Sunday, April 06, 2008


Merrill Lynch, after an $8.4 billion writedown on subprime mortgages, let CEO Stanley O'Neal retire rather than resign, so he could walk away from the job with $161.5 million. And that left Merrill flat broke when it came to paying a new CEO, right? Er, no:

It is too soon to know whether John A. Thain, who now has the top spot, can restore Merrill's former glory. But thanks in large part to a hefty sign-on bonus, he was the highest-paid executive in [a recent executive compensation] survey, with a compensation package that totaled almost $83.8 million.

Whew! For a minute there I thought Merrill might respond to a multi-billion-dollar loss by forcing its new CEO to settle for a measly $20 or $30 million. But I guess that would be un-American! So, not to worry.
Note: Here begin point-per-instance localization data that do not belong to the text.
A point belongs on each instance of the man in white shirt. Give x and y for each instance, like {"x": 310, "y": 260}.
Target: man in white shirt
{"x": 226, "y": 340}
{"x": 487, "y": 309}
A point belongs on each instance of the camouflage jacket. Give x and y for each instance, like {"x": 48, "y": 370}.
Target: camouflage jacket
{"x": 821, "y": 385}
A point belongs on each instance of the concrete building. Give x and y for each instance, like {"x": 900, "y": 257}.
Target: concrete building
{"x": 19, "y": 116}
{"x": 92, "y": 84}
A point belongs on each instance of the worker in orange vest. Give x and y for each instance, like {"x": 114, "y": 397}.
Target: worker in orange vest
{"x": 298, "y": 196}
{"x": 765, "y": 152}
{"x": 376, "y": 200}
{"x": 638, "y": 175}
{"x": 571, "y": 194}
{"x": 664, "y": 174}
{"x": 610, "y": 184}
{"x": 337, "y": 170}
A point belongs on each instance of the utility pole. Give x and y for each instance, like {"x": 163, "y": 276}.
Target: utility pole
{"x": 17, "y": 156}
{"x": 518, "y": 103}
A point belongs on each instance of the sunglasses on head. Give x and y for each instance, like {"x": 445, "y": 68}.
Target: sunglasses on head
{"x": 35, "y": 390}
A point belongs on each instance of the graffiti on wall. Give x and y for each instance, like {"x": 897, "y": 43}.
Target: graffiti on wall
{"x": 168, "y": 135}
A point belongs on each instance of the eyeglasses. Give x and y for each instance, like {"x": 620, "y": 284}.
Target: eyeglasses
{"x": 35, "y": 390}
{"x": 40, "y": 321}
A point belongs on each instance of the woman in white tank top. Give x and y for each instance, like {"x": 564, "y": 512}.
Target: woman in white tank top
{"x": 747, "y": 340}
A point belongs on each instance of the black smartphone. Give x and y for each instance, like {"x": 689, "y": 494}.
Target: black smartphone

Oh, but I'm being too negative, as usual. This comes from an article in today's New York Times that says CEO pay packages are actually becoming more realistic, with real penalties if goals aren't met. Here's an example, at a formerly high-flying home-building company:

Robert Toll, the chief at Toll Brothers, received no bonus in 2007

Good for Toll Brothers! A round of applause!


-- but the company has rewritten the compensation plan so that he will probably get one this year even if home building does not recover.

OK, let's try another example -- David Steiner of Waste Management, Inc.:

... Last year, 75 percent of Mr. Steiner's long-term incentive plan was tied to specific targets for earnings growth and return on invested capital....

Mr. Steiner's pay is now linked entirely to achieving those targets. And some perks he used to get -- about $35,000 worth of items like car allowances and country club dues — are gone...


...though their value will be added to his base salary or bonus.


Read the article. There actually do seem to be a few signs of hope. (For instance, last year, "only 73 percent of the chiefs got performance bonuses, down from 78.6 percent in 2006." Feel better now? I know I do!)